Après un été marqué par l’accord sur les droits de douane avec les États-Unis, les marchés obligataires respirent un peu. Mais le répit pourrait être de courte durée : les tarifs moyens s’installent autour de 18 %, l’inflation américaine reste au-dessus de la cible de la Fed et la pression politique sur Jerome Powell s’intensifie. En parallèle, les taux longs poursuivent leur hausse, sous l’effet des politiques budgétaires expansionnistes et des besoins de financement massifs. En Europe, la croissance résiste mais reste vulnérable aux chocs commerciaux. Philippe Tranchet (Mandarine Gestion) décrypte les enjeux pour les taux, le crédit et les portefeuilles.
Les marchés obligataires semblent finalement soulagés par l’atterrissage des négociations avec les Etats-Unis sur les droits de douane réciproques. Nous évitons une escalade mortifère pour l’économie, mais le niveau moyen devrait s’établir autour de 18% vs 2,4% lors de l’investiture de D. Trump, avec une forte disparité en fonction des zones et des produits ciblés. Les débats sont ouverts, mais il semble probable que les entreprises répercuteront au moins une partie de ces taxes dans leurs prix, affectant potentiellement le consommateur américain dans son comportement (68% du PIB). L’inflation américaine s’est stabilisée (2,7% annualisé), mais au-dessus de l’objectif de 2% de la Fed. Malgré une inflation toujours sous surveillance, la balance des risques de la Fed a évolué en raison des mauvais chiffres de création d’emplois publiés récemment. J. Powell a ouvert la porte à une baisse des taux directeurs en septembre lors de son discours à Jackson Hole. Si nous poursuivons sur la Fed, la pression politique de l’administration Trump ne fait que s’accentuer (nomination de S. Miran au poste de gouverneur, menaces concernant un gouverneur L. Cook, sorties régulières sur J. Powell). La remise en cause de l’indépendance de la Fed serait sans doute un facteur majeur de déstabilisation des marchés financiers et en premier lieu des actifs américains dont nous avons eu un aperçu au mois d’avril (hausse brutale des taux longs et baisse du dollar).

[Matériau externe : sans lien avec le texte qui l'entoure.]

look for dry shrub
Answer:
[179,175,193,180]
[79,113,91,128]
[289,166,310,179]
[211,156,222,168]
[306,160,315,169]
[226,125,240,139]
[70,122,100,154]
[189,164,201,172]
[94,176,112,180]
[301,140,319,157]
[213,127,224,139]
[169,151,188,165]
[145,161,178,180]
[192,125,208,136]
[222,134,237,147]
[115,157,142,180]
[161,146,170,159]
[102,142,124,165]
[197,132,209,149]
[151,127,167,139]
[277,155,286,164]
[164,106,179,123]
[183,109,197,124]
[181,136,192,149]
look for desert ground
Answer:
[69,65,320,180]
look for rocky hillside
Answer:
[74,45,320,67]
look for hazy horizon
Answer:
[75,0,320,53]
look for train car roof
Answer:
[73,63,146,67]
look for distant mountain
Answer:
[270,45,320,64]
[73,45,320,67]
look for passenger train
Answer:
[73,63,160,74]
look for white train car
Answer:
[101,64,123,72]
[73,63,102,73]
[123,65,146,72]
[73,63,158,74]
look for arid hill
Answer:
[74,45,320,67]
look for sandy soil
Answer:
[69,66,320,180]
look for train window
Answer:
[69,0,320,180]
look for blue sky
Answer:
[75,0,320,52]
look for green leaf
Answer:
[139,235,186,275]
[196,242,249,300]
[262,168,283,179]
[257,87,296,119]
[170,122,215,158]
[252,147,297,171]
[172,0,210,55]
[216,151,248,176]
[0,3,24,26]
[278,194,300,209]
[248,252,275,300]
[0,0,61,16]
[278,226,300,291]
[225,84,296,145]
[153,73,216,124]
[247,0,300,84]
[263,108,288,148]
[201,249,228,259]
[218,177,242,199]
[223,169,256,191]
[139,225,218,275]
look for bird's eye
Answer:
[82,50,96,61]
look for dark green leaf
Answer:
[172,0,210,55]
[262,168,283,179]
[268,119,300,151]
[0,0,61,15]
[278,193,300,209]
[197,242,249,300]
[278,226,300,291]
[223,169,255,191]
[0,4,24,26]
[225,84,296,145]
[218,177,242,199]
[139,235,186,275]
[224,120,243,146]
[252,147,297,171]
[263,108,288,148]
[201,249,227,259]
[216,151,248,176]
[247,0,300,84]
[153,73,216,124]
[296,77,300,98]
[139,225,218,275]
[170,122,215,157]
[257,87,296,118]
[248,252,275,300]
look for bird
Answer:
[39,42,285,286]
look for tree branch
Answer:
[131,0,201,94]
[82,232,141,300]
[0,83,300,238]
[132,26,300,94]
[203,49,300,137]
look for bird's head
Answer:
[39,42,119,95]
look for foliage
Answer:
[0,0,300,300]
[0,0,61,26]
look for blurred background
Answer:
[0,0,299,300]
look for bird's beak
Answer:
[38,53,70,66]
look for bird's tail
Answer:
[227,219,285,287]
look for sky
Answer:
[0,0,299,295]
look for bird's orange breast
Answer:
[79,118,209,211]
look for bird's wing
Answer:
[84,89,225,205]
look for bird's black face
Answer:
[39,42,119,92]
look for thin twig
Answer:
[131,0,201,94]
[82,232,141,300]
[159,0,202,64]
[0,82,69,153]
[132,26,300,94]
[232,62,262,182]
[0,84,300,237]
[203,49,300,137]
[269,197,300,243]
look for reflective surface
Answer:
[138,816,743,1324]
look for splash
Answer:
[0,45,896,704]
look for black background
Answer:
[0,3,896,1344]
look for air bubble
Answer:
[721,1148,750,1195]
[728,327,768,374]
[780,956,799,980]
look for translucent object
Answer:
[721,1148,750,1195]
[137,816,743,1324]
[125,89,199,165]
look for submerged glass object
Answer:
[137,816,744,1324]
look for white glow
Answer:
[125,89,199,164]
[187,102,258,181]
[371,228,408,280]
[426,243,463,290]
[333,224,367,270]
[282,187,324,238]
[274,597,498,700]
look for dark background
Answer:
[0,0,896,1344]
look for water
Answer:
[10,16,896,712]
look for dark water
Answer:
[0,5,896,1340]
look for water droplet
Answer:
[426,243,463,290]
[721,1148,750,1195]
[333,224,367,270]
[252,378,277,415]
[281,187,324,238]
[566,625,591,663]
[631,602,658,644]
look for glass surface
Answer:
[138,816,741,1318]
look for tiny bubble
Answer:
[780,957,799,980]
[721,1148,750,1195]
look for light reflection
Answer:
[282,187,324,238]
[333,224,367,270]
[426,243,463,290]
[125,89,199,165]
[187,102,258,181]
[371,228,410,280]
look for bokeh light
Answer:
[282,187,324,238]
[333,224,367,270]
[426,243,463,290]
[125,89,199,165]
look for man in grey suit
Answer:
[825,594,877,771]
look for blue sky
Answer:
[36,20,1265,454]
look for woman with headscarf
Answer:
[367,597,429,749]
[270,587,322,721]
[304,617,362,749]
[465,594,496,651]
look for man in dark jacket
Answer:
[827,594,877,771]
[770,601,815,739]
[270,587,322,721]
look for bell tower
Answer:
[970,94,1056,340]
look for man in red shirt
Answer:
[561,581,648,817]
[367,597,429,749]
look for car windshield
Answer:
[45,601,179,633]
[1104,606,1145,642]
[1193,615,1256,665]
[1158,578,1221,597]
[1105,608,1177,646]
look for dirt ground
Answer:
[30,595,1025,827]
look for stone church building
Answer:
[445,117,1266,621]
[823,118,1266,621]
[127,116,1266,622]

A ce titre – c’est aussi un facteur de risque commun avec l’Europe – les taux 30 ans poursuivent leur hausse structurelle en raison de la poursuite des politiques budgétaires expansionnistes et de la hausse de la dette. Les marchés vont devoir absorber un important volume d’émissions, ce qui pourrait accentuer cette hausse des rendements à long terme et impacter finalement les autres marchés et l’immobilier. Les Etats-Unis semblent vouloir user d’un artifice pour éviter cette situation, à savoir émettre une grande partie des obligations d’état sur des maturités très courtes (TBills).
En zone euro, la croissance tient le choc avec un rythme de croissance annualisé de 1,4%, mais les conséquences de la guerre commerciale restent à venir et devraient limiter le potentiel de rebond de l’économie européenne. Sur le front de l’inflation, la situation est plutôt stable et semble satisfaire la BCE, à l’image du dernier discours de C. Lagarde qui considère la BCE comme bien positionnée avec un taux de dépôt de 2% et n’a visiblement pas envie de le baisser davantage.
Le marché du crédit continue de bénéficier d’un momentum positif, mais les spreads se situent sur des niveaux proches de leurs plus bas historiques, ce qui les rend mécaniquement plus vulnérables. Les facteurs de soutien sont bien identifiés et toujours à l’œuvre : rendements toujours élevés en absolu, flux encore entrants sur la classe d’actifs et taux de défaut faibles liés à des croissances économiques résilientes.
En résumé, sur les taux courts, la BCE ne souhaite plus abaisser davantage ses taux directeurs. Les investisseurs anticipent encore une baisse des taux d’ici 2026, ce qui laisse la place à une légère correction sur la partie courte. Concernant la Fed, la porte semble ouverte pour une baisse de 25 bps en septembre, mais la balance inflation vs emploi reste très incertaine d’ici la fin de l’année. Les rendements à moyen et long terme devraient rester élevés comparés à leur moyenne historique depuis 10 ans, ce qui continuera d’attirer des flux sur la classe d’actifs et limiter une éventuelle tension sur les spreads de crédit malgré des valorisations tendues. Une attention particulière sera portée sur les taux à 30 ans devant l’ampleur des refinancements à venir, à la fois en Europe et aux Etats- Unis. En tout état de cause, la pentification des courbes devrait se poursuivre.